Из окна и приоткрытой двери сарая нашей Бурёнки лучился дрожащий тусклый свет, а по рыхлой земле, в противоположную от коровника сторону, шумно пыхтя и тяжело переваливаясь с боку на бок, тащилась тучная, косолапая тень. Я всегда представляла Куяшское чудовище громадным мифическим монстром, слепленным из частей различных животных, от одного взгляда на коего кровь стынет в жилах. Пятящаяся же по саду задом наперёд сопящая неуклюжая тень не вызывала ничего кроме жалости и желания добить её, чтоб не мучилась. В виду того, что девушкой я была на редкость сердобольной, а тяпка — достаточно острой, чтобы гуманно упокоить чудище с первого удара, жить юродивому оставалось недолго — ровно столько, сколько ему потребуется, чтобы приблизиться ко мне на расстояние вытянутой тяпки. С гнусным ликованием маньяка, приметившего на пустынной дороге припозднившуюся красотку, я занесла тяпку над головой; дыхание стало мелким и прерывистым, зрачки расширились до предела, вырывая из ночи каждую былинку скудного света, обострившийся слух был напряжён до звона в ушах.
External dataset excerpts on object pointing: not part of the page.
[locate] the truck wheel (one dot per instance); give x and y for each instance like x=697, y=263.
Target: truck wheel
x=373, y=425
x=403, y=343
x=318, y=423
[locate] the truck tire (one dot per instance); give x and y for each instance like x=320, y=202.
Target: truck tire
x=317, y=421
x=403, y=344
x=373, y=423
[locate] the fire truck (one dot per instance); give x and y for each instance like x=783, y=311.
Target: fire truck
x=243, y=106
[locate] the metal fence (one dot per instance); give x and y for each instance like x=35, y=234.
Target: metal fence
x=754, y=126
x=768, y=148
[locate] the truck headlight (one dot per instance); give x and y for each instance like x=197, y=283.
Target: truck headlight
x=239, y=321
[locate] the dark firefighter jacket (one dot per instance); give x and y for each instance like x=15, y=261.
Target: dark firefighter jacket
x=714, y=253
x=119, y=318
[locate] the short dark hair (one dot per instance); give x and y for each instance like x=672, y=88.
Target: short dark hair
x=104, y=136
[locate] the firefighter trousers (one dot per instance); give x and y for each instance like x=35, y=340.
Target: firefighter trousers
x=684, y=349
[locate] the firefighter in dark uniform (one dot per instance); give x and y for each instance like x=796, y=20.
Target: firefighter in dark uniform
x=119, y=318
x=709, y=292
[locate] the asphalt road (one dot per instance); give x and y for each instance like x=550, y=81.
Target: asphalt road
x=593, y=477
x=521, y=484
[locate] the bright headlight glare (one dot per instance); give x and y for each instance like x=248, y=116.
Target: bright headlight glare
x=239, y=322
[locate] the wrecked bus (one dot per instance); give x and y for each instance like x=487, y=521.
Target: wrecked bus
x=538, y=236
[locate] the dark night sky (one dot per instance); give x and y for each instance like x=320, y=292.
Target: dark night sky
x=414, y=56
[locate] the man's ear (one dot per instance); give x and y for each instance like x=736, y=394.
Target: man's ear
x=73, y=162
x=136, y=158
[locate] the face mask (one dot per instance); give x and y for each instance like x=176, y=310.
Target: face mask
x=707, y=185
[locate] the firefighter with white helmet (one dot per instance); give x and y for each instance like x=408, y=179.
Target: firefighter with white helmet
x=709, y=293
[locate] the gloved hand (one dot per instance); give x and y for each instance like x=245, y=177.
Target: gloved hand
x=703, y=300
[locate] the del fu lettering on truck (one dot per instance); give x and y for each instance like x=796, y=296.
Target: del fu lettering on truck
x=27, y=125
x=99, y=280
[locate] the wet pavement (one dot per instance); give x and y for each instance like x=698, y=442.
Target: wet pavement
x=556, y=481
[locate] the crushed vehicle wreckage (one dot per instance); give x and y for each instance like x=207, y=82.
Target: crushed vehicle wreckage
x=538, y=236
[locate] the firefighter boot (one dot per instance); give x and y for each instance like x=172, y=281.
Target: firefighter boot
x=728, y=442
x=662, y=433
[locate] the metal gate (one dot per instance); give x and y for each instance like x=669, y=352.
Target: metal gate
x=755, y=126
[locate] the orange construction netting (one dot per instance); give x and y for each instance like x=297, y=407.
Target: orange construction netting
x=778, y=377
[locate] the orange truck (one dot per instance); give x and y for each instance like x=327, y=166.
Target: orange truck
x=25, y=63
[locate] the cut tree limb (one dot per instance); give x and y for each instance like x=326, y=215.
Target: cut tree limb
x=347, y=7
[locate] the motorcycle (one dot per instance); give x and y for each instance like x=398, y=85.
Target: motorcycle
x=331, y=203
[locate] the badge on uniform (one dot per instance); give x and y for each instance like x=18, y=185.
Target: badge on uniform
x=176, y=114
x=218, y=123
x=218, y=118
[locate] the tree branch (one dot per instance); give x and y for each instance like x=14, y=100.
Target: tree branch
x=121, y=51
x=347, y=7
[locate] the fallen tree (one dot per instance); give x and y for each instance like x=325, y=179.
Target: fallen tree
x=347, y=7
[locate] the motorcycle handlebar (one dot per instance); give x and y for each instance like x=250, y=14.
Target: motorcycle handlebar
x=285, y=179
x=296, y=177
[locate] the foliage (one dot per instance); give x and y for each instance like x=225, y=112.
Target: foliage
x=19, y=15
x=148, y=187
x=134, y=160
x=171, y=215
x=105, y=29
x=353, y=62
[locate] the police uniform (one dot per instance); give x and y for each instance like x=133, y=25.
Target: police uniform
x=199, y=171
Чудовище неумолимо ковыляло навстречу своей погибели…

— Ты уже закончил со следами? — Резкий, громкий шёпот вклинился в оркестр звуков ночи, нарушая гармонию разыгрываемой ими симфонии смерти. Луч света располосовал объятый сумраком воздух и выхватил из него силуэт чудовища. Я вздрогнула и глубже нырнула под спасительную сень веток, дабы появившаяся на пороге сарая тёмная фигура в шахтёрской каске со встроенным фонарём ненароком не скинула завесу тьмы и с меня. Я не могла разглядеть ни лица, не чётких очертаний человека, сорвавшего мой коварный, но благородный план, зато "чудовище" предстало передо мной во всей красе. Я сразу узнала этого плотного коренастого мужчину в бутафорских когтистых звериных лапах на руках и ногах: его громадный портрет в позолоченной раме уродовал стену над парадной лестницей библиотеки. Жидкие, сальные волосы, водянистые зелёные глаза с тяжёлыми, будто опухшими веками, кустистые, приподнятые по краям брови, создающие вечную маску удивления на лице, крупный курносый нос, тонкая линия губ, скрытая густым треугольником усов, — я всегда с отвращением смотрела на его портрет, полагая, что всему виной недостаток таланта у художника. Однако теперь, наблюдая Николя Версаля вживую, я поняла, что художник, напротив, был чрезмерно одарённым, раз сумел настолько облагородить его не слишком приятное лицо, удержавшись, тем не менее, от привнесения в портрет изрядной доли художественного вымысла. По неприглядности Николя картинный и в подмётки не годился Николя настоящему. На портрете он, по крайней мере, обладал не очень здоровым, но приятным жёлтоватым оттенком лица и не страдал никакими кожными заболеваниями. Я не знала, от какой болезни кожа становится настолько омерзительно серой и прозрачной, но решила обязательно выяснить и сделать от неё прививку.